Czas goni natomiast Niemców. Na jesień przyszłego roku zaplanowane są wybory parlamentarne, co oznacza wstrzymanie większości decyzji dotyczących dużych programów wojskowych. stąd też, chociaż Berlin wiąże duże nadzieje z prezydenturą Joego Bidena, ministerstwo obrony może dążyć do zawarcia umowy jeszcze z administracją Donalda Trumpa.

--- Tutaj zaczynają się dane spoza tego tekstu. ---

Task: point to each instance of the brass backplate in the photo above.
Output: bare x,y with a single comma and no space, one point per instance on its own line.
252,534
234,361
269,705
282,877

O zamówienie Bundeswehry rywalizowały Sikorsky z CH-53K i Boeing z CH-47. Oba koncerny intensywnie promowały swoje konstrukcje. Sikorsky zapowiedział szeroką współpracę w produkcji śmigłowców dla Niemiec z Rheinmetallem i MTU. Obietnice Boeinga dla niemieckiego przemysłu były mniej jasne, natomiast firma otworzyła w Niemczech swoje biuro. Jeżeli jednak dojdzie do umowy w ramach FMS, oznacza to bardzo ograniczone korzyści dla niemieckiego przemysłu.
Przesadne lub niejasne wymagania położyły już niejeden niemiecki program modernizacyjny. Niecałe dwa tygodnie po anulowaniu przetargu na śmigłowce Berlin wycofał się z planowanego kontraktu z firmą Haenel na dostawy karabinków automatycznych MK556. Oficjalnym powodem było naruszenie przez Haenla praw patentowych należących do Heckler & Koch.
Różnorodne problemy trapią tez cały czas bojowy wóz piechoty Puma. Latem tego roku w niemieckich mediach pojawiły się doniesienia o możliwym wycofaniu Pum ze służby. Czarne chmury wiszą również nad projektem zintegrowanego systemu obrony powietrznej i przeciwrakietowej Taktisches LuftVerteidigungsSystems (TLVS).